Suing in Mexico not a gainful proposition for injured tourists: Travel Weekly


----------



## chicois8 (Aug 8, 2009)

I do not understand why Zorro would write about folks being sued, missing lightbulbs and no handrails instead of answering the OP's question...

To start a business you will probably need a lawyer who specializes in forming a corporation and tax law, also a reliable CPA to do your books and pay the taxes...Then there are the employee rights like pay, taxes, vacation time and year end bonuses.....Like Ringo says"" It gets complicated, real fast.""


----------



## Zorro2017 (Jan 9, 2017)

chicois8 said:


> I do not understand why Zorro would write about folks being sued, missing lightbulbs and no handrails instead of answering the OP's question...


Because insurance is an important part of opening a business anywhere tourists will frequent. Would you open a business in Playa Del Carmen without insurance including liability? A local has little to worry about being sued as the link showed. Americans have assets in the U.S. for which they can be sued and insurance is *a part of the price* of starting a business. It gets complicated.


----------



## chicois8 (Aug 8, 2009)

Zorro,
I would bet very few businesses have insurance in Mexico, unlike the USA where every other commercial on TV is for a lawyer, I have never seen an ad for insurance, except when you are renting a car and they stick it to you......
The OP never even suggested this would be a tourist orientated business.


----------



## LMtortugas (Aug 23, 2013)

The major barrier as RV clarifies is eligibility to open/operate a business entity in Mexico. 

Forming a small business, such as a LLC similar to one in the U.S., is routine, requires small capitalization, easy transition to a more sophisticated business entity if growth warrants, and Mexico offers tax incentives to new start-ups. Certainly compliance and disclosure regulations prevail but nothing unordinary. 

Liability is a reality everywhere. Insurance to mitigate is available. 

Enlist a competent Mexican CPA.


----------



## Zorro2017 (Jan 9, 2017)

chicois8 said:


> Zorro,
> I would bet very few businesses have insurance in Mexico, unlike the USA where every other commercial on TV is for a lawyer, I have never seen an ad for insurance, except when you are renting a car and they stick it to you......
> The OP never even suggested this would be a tourist orientated business.

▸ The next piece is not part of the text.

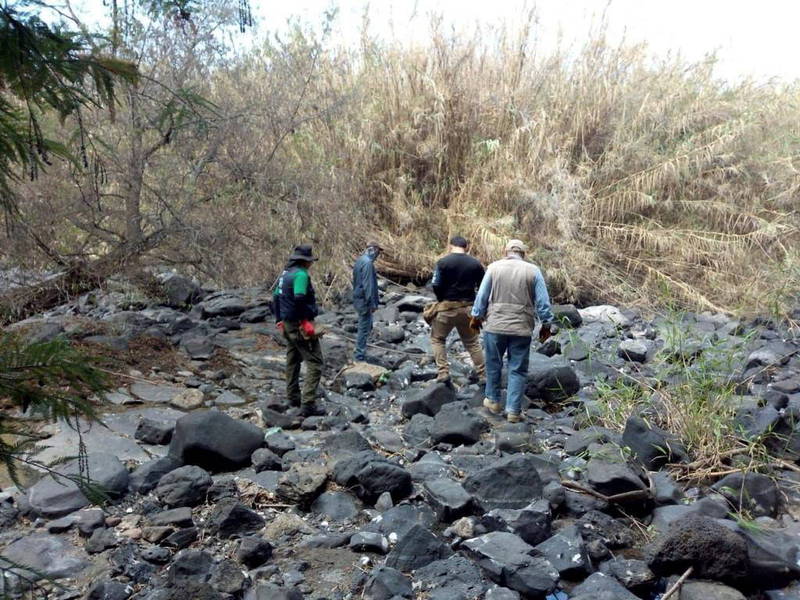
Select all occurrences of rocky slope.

Those owned by Americans have insurance if they have assets in the United States, that was my point. The people that I know here and have a business do carry insurance. I honestly don't know why this is a sticking point. If you open a business here and have assets in America for which you can be sued, you would be foolish not to carry insurance, but the choice is yours.


----------



## Zorro2017 (Jan 9, 2017)

Let me add, if you are selling jewelry from a booth, no insurance is needed. If you are taking people parasailing, scuba diving, on a drinking cruise, a pool bar or anywhere someone could be injured, insurance is a good idea. Especially if you have assets in America, but it is a personal choice. The OP mentioned permits, licensing, etc. 

This would be the etc.


----------



## cheftim (Nov 19, 2013)

Thanks for the input folks. I just needed an answer to the question though. Everything else i have under control Thanks

T


----------



## surabi (Jan 1, 2017)

Timroy1027 said:


> I currently stay in Playa del Carmen several months a year on a tourist visa. However i would like to open a business there. So i am wondering if anyone knows of a Notario Publico that speaks fluent English or a expat organization that can help me through the process from visa to permits and licencing etc.

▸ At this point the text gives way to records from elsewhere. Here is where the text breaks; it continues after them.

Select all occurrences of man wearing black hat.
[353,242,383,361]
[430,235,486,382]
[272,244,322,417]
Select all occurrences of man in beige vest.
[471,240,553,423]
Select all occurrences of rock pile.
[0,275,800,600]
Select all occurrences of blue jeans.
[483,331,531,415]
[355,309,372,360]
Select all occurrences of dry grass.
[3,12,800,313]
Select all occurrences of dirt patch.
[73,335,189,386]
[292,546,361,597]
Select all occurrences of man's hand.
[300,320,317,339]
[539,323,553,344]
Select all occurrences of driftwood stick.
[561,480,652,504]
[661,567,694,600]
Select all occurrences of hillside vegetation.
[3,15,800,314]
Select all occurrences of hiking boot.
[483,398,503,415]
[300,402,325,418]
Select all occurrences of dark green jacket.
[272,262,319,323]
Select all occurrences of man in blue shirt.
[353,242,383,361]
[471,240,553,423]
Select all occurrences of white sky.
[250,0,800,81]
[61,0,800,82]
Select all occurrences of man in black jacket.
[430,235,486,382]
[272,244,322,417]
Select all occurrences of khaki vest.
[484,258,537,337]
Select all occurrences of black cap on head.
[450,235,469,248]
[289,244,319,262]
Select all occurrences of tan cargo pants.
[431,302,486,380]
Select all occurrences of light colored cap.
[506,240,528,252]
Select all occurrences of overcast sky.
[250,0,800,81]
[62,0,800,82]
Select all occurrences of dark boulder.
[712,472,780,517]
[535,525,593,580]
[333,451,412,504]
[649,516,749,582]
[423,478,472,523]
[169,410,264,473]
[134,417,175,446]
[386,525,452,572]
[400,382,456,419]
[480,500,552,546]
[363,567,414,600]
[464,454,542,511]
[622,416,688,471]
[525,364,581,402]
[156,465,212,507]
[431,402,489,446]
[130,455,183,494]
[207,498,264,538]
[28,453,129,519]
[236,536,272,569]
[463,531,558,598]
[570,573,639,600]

First, you will have to apply for a temporary or permanent visa in your home country, as mentioned by another poster. Permanent visa requires that you show more income via bank statements than temporary. 

Permanent carries with it the permission to work, you don't have to request that, though you do have to notify immigration in Mexico when you have your business up and running. Under a temporary visa you will have to apply within Mexico for permission to work, turning your visa into a "temporal lucrativa" (after obtaining the temp visa approval at consulate outside of Mexico) The consulates cannot grant you a temp with work permission and any info they give you on this may not be accurate.

With temp visa approval in hand and upon return to Mexico, you then need to consult a lawyer (not a notario) who specializes in immigration and business law. 

I am on the other side of Mexico, so sorry, I can't recommend a lawyer in Playa.
Hope this answers some of your questions.


----------



## surabi (Jan 1, 2017)

By the way, Timroy, I am a business owner here in Mexico, so I have been through this, not just someone who is telling you things I have "heard" or things I believe to be true.
And, if and when you learn a reasonable amount of Spanish, you can do a lot of the business stuff, like tax reporting, etc. yourself, rather than having to pay someone to do it for you. There is no law that says you have to employ an accountant, for example. I do my bi-monthly reporting online myself. But my business is simple and I don't have any employees- if I had a complicated thing going on, it would probably be worth my while to hire someone, although I know several people who got taken by accountants. As in, the accountants did not actually pay out the $ they were given for taxes owing. Buyer beware.


----------